The automotive industry has seen a fundamental shift due to the rapid evolution of connectivity. Carbon fiber and computer chips have now replaced steel and pistons. The ‘Connected Car’ is not a distant sci-fi dream anymore, it is the present, and it is now. The most sophisticated mobile device in the IoT landscape is undoubtedly the connected car- fuelled by customer demand.
A car that drives itself- the ultimate feature of a connected world, would be 10% hardware and 90% software. The connected car would be connected to the driver, to other vehicles in the network, and to the cloud. At present, cars from Tesla, Nissan and Audi are “connected cars”, comprising in-built wireless connectivity. Today’s connected cars have embedded or tethered connections to facilitate connection between cars and smart phones. The connected future comes with a set of risks, and security is the key to improvements in the space.
The Black Hat conference last year proved that any car with a CAN bus can be hacked with a laptop and some basic off-the-shelf hacking software. The consequences of this kind of an attack is multi-faceted, from something innocuous like displaying wrong telemetry on the dashboard, or dangerous like applying brakes or remotely taking control of the car. Anything with an IP address is vulnerable to attack. Ford Chrysler recalled 1.4 million cars after it was revealed that vehicles equipped with certain radios were vulnerable to attack through remote manipulation.

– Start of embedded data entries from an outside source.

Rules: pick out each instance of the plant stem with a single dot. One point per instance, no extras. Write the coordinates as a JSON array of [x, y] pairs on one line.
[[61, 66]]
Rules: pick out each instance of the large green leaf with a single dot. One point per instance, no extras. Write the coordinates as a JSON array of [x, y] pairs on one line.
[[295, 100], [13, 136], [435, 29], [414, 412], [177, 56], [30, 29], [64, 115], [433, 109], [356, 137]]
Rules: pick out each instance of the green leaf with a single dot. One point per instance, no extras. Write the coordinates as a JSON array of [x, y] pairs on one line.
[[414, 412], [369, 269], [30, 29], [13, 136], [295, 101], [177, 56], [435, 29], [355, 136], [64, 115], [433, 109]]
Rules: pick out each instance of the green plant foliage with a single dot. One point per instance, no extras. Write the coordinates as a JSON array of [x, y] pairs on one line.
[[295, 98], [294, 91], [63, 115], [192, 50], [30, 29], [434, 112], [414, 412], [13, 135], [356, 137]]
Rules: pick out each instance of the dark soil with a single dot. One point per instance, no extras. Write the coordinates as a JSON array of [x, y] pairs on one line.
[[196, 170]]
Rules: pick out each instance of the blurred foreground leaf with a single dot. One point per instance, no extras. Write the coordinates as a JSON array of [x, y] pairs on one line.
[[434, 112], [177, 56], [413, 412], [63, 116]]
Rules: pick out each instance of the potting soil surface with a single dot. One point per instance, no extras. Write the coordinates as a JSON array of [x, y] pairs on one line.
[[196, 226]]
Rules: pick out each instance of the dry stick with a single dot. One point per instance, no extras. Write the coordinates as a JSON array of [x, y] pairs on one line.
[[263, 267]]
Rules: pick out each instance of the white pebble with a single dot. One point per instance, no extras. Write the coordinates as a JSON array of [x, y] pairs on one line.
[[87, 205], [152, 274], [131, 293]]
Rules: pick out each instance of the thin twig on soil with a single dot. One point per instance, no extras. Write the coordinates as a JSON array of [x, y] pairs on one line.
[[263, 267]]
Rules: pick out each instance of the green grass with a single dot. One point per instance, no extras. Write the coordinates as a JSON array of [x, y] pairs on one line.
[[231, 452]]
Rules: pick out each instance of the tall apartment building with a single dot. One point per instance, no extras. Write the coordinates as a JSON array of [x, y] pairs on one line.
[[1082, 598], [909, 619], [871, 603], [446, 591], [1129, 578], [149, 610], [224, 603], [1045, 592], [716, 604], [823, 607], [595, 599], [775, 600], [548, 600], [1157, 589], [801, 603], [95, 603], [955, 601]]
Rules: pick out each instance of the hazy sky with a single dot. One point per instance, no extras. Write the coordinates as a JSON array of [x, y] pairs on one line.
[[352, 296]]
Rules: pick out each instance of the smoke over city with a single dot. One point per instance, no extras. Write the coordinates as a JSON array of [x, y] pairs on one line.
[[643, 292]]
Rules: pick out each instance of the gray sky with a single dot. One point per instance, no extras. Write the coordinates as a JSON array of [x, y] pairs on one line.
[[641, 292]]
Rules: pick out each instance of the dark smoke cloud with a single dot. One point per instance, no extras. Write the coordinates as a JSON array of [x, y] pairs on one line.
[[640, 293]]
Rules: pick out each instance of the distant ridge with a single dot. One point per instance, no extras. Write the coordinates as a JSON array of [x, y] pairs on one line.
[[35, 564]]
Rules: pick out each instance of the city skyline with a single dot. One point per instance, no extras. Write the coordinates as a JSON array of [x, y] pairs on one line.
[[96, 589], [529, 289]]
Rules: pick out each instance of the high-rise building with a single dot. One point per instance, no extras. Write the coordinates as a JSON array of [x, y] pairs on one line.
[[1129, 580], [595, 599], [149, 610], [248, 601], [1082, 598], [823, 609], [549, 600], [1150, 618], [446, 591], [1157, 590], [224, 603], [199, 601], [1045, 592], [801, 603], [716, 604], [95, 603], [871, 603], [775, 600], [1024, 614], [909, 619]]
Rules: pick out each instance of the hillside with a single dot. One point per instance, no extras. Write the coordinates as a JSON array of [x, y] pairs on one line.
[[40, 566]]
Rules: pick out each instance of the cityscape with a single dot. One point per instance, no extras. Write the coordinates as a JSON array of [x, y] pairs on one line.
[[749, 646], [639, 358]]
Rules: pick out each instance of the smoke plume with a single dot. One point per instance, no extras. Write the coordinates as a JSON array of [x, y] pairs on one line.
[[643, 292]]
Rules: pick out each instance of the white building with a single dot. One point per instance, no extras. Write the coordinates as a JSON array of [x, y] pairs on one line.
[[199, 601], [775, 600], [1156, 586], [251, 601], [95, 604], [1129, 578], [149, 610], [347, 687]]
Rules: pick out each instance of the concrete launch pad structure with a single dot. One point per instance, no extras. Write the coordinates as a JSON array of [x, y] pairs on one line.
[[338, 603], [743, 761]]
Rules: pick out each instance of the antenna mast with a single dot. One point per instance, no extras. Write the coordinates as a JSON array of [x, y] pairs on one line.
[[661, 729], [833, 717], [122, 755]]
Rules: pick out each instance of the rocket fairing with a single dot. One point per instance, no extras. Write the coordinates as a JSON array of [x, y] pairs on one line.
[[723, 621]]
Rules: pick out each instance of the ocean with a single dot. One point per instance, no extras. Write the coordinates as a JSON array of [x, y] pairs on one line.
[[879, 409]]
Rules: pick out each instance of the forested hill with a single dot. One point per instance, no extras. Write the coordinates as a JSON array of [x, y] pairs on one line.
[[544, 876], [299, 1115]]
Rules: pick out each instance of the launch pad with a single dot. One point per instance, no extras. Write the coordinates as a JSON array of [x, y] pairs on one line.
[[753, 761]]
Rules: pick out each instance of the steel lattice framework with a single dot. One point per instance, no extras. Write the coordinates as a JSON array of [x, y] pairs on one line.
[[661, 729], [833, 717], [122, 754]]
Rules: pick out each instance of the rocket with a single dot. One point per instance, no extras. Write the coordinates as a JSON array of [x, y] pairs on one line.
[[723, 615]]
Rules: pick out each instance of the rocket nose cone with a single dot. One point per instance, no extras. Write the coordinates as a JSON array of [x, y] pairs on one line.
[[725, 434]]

An increasing number of car manufacturers are now marketing their car as connected vehicles equipped with on-board Wi-Fi, and apps that could open doors, and even start the car. These “cool” features undoubtedly increase the novelty quotient, but whether these features are equipped to deal with situations like loss of smartphone is a point of concern. If a hacker can successfully compromise a sensor that monitors operating temperature of a piece of equipment, it can severely hamper the safety of passengers.
The following are common attack patterns in automotive IoT
- Telematics service impersonation
- Firmware update manipulation
- Jailbreaks through third party apps
- Controlling ECU decision making by CANbus instrumentation
- Sensor data impersonation
- Abuse of security certificate
The issues listed above can be tackled through various approaches.

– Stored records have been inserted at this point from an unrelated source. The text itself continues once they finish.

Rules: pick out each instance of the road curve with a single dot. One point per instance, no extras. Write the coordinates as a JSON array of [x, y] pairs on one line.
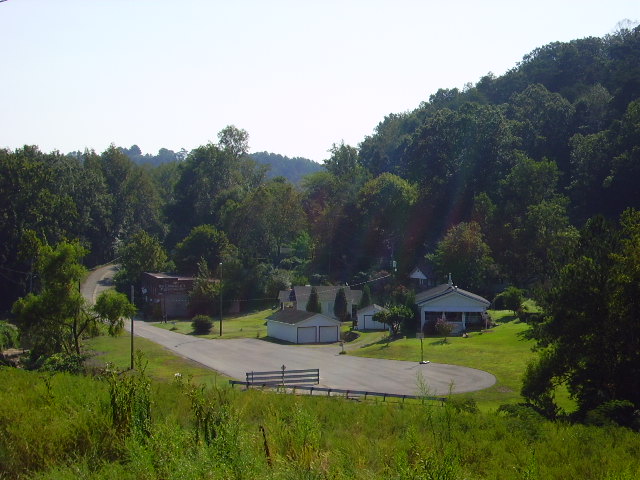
[[234, 357]]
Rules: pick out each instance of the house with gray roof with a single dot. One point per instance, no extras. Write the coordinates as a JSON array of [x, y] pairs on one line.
[[297, 326], [455, 305], [298, 296]]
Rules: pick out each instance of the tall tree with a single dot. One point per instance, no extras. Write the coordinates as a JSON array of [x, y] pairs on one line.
[[203, 242], [55, 319], [464, 254], [141, 253], [313, 303], [340, 306], [589, 339]]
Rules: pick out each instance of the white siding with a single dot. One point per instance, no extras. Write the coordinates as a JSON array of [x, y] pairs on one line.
[[328, 334], [306, 334]]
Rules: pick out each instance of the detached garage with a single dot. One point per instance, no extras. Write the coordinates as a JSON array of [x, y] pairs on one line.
[[297, 326]]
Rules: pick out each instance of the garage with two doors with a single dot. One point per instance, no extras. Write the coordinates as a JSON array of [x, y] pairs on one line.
[[298, 326]]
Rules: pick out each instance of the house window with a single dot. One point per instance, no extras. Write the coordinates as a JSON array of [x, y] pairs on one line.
[[474, 318]]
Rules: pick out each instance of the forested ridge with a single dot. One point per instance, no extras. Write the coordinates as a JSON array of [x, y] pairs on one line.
[[492, 182]]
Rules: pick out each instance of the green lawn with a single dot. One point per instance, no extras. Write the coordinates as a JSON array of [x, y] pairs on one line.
[[252, 325], [162, 363], [500, 351]]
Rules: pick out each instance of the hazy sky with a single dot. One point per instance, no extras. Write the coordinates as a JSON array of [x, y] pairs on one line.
[[297, 75]]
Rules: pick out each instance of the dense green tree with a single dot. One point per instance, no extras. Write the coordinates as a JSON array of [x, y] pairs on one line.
[[205, 291], [366, 298], [385, 204], [203, 242], [394, 317], [511, 299], [30, 199], [464, 254], [212, 181], [590, 336], [340, 309], [270, 217], [313, 304], [55, 319], [141, 253]]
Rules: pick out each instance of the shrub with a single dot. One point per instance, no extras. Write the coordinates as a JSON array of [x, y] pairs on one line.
[[201, 324], [444, 328], [621, 412], [64, 362], [510, 299], [8, 336]]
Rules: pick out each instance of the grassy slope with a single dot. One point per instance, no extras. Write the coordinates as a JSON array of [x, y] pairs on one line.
[[162, 363], [61, 426], [499, 351], [246, 326]]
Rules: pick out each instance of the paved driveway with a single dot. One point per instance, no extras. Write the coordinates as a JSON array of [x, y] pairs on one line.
[[234, 357]]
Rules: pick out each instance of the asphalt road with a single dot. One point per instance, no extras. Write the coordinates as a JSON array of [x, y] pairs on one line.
[[234, 357]]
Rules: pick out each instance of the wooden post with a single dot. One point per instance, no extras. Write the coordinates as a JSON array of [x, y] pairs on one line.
[[132, 302]]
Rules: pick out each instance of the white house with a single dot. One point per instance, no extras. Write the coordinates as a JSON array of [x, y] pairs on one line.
[[297, 326], [298, 297], [366, 321], [455, 305]]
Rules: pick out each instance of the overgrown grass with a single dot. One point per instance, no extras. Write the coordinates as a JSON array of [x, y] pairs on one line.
[[252, 325], [162, 363], [61, 427]]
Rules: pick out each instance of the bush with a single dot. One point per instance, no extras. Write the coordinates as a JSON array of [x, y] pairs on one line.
[[8, 336], [202, 324], [64, 362], [621, 412], [510, 299]]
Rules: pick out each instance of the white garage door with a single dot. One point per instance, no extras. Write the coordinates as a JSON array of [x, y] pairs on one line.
[[328, 334], [306, 334]]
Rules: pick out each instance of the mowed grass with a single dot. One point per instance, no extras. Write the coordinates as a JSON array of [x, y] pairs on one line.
[[162, 364], [500, 351], [252, 325]]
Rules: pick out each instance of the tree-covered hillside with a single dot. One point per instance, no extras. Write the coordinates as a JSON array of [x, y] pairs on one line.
[[498, 176], [293, 169]]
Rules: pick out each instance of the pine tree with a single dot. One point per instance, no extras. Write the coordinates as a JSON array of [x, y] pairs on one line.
[[313, 304], [340, 305]]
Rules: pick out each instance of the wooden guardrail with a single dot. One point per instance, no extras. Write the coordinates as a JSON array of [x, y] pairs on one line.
[[340, 391], [284, 377]]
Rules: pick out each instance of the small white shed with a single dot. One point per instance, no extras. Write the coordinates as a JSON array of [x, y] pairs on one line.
[[298, 326], [366, 321]]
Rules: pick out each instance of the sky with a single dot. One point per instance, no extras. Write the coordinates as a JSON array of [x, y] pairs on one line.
[[299, 75]]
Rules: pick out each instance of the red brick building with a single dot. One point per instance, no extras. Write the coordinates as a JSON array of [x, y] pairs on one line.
[[167, 294]]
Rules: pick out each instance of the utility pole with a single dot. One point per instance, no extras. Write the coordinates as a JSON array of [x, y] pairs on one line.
[[220, 298], [132, 302]]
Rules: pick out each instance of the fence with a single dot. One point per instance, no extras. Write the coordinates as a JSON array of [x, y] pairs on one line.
[[352, 394], [283, 377]]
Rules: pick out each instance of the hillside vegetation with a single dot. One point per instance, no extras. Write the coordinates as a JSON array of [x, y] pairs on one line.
[[117, 426]]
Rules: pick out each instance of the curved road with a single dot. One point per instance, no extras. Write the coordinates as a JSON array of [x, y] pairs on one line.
[[234, 357]]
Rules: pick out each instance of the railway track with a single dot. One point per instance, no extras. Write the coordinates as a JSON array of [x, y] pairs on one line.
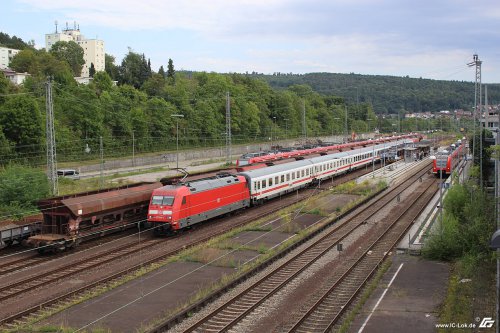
[[10, 291], [233, 311], [328, 309], [33, 258], [73, 268], [210, 232]]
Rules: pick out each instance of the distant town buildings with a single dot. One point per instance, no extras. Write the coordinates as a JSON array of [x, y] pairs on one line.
[[16, 78], [6, 55], [93, 49]]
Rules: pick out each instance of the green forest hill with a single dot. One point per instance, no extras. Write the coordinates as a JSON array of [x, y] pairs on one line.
[[389, 94], [131, 105]]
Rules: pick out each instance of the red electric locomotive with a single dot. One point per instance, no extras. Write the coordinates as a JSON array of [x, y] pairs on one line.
[[447, 160], [174, 207]]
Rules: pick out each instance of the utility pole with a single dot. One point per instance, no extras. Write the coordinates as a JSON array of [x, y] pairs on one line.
[[346, 130], [177, 116], [101, 176], [286, 128], [133, 149], [273, 133], [51, 141], [477, 91], [482, 125], [304, 126], [228, 129]]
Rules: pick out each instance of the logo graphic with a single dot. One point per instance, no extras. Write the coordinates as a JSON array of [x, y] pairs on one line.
[[487, 322]]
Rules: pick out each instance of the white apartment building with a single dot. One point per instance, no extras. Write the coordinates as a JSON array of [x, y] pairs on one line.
[[6, 55], [93, 49]]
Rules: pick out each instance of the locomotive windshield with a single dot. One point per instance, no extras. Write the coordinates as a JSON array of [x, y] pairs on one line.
[[162, 200]]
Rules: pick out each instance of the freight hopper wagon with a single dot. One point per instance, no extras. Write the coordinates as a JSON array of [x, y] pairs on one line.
[[181, 205], [68, 220]]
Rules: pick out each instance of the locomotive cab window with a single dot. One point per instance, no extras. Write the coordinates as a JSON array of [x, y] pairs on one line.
[[162, 200]]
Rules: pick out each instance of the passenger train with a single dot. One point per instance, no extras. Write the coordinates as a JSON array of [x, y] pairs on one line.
[[447, 160], [173, 207]]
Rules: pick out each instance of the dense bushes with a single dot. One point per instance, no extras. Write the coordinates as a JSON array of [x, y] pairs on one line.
[[467, 226], [20, 188]]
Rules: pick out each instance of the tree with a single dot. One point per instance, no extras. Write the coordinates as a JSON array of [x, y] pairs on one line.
[[171, 71], [91, 70], [22, 122], [102, 82], [20, 189], [161, 71], [110, 67], [134, 70], [70, 52]]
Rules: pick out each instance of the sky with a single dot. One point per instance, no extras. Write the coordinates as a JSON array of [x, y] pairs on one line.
[[429, 39]]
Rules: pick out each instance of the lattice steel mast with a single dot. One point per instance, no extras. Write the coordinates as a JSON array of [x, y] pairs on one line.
[[51, 140]]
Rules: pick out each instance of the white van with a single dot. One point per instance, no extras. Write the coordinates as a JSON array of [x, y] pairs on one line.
[[68, 173]]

- Using a trusted computing base
A TCB is a collection of policies and procedures that enforce application based tokens, based on which a platform’s trustworthiness can be determined. A sound TCB can eliminate cloning and spoofing. The use of a TCB can promote the use of authentic components within a service, as well as increase interoperability between different components of a service.
- Secure Network Communications
In a secure communication network, all components must be able to authenticate one another, in an open and confidential manner, as and when applicable. Most IoT products currently use PAN, Bluetooth Low Energy, Zigbee and Thread. However, these cryptographic algorithms do not guarantee security and data confidentiality. The security of network communications is a crucial aspect of IoT security.
- Application Restriction
Application security, particularly related to third party apps should be isolated in jails, virtual machines, containers, or another abstraction in order to ensure that they cannot elevate their privileges to admin level or gain access to low-level drivers.

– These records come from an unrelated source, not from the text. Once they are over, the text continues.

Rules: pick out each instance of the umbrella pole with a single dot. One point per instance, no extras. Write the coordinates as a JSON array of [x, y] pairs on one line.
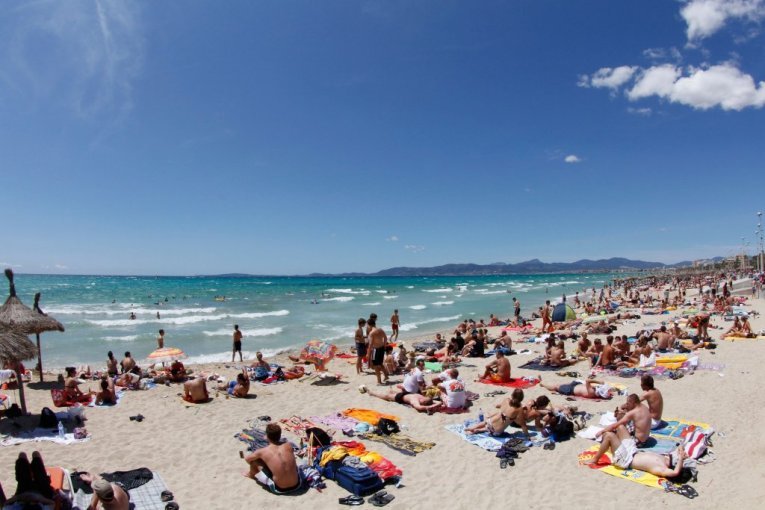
[[39, 356], [20, 384]]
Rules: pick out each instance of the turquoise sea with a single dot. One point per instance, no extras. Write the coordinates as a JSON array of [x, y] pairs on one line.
[[274, 313]]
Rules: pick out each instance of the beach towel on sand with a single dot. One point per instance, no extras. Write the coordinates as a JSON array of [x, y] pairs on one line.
[[368, 415], [604, 466], [146, 497], [521, 382]]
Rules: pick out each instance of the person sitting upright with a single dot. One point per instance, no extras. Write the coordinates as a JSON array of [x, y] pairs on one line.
[[498, 370], [274, 466]]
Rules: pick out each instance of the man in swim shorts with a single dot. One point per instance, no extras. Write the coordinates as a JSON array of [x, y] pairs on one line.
[[274, 466], [237, 343]]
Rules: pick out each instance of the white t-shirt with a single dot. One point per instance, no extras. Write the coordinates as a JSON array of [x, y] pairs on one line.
[[413, 381], [455, 393]]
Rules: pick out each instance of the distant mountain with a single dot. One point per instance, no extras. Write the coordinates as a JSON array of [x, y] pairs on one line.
[[533, 266]]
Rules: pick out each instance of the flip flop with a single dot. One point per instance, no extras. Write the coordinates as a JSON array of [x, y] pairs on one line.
[[351, 501]]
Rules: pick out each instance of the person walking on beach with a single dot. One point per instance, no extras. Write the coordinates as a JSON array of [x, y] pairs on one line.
[[361, 345], [377, 341], [237, 343], [394, 323]]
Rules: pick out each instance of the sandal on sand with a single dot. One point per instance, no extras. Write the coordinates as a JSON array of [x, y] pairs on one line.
[[351, 500], [382, 498]]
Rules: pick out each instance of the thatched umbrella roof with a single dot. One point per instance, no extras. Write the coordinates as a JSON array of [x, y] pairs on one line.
[[15, 346], [23, 319]]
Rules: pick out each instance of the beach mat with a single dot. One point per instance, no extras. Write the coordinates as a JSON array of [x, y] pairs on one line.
[[677, 429], [604, 466], [520, 382], [145, 497]]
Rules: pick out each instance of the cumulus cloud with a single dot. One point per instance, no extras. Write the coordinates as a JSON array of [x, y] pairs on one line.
[[706, 17], [607, 77], [83, 56]]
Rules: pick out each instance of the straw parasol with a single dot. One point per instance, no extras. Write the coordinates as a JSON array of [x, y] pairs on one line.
[[18, 316], [15, 347]]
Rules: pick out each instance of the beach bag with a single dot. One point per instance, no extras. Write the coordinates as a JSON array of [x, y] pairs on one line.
[[695, 444], [48, 419], [387, 427]]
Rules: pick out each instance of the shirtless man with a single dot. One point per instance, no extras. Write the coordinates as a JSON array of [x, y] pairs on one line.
[[394, 324], [511, 412], [419, 402], [546, 322], [109, 495], [636, 413], [377, 341], [663, 339], [626, 455], [590, 388], [195, 390], [274, 466], [654, 399], [360, 339], [498, 370], [237, 344], [128, 363]]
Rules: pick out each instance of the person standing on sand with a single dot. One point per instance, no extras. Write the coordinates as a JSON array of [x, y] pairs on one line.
[[394, 323], [237, 343], [361, 345], [377, 341]]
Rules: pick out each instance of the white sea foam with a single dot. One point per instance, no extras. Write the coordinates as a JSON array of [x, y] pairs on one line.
[[414, 325], [246, 332], [126, 338]]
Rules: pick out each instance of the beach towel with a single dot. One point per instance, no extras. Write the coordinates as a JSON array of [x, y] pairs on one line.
[[678, 429], [520, 382], [38, 435], [368, 415], [482, 439], [399, 442], [147, 496], [336, 421], [604, 466]]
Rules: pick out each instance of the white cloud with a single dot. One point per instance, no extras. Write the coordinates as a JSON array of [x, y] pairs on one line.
[[722, 85], [572, 158], [606, 77], [93, 55], [705, 17]]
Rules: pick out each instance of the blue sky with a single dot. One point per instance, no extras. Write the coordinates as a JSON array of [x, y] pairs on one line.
[[289, 137]]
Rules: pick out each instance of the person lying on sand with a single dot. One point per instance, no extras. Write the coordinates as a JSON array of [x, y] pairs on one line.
[[419, 402], [591, 388], [195, 390], [499, 369], [511, 411], [274, 466], [625, 454], [106, 495]]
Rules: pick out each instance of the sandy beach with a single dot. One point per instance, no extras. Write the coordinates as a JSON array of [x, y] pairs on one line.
[[194, 449]]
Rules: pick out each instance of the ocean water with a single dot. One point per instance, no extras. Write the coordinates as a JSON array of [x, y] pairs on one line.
[[273, 313]]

It is crucial to ensure that applications do not have permission to write or read from memory of other applications.
Uber, Intel and IoT provider Aeris have formed a coalition, inviting automakers to pool resources and bolster vehicle architecture components with cybersecurity features.
A multi-layered security approach will help preserve data and device integrity. The coalition will include OEMs, transportation network companies, automotive supply chain providers, self driving vehicle specialists, chip providers, hardware and software suppliers, academics, researchers and hackers.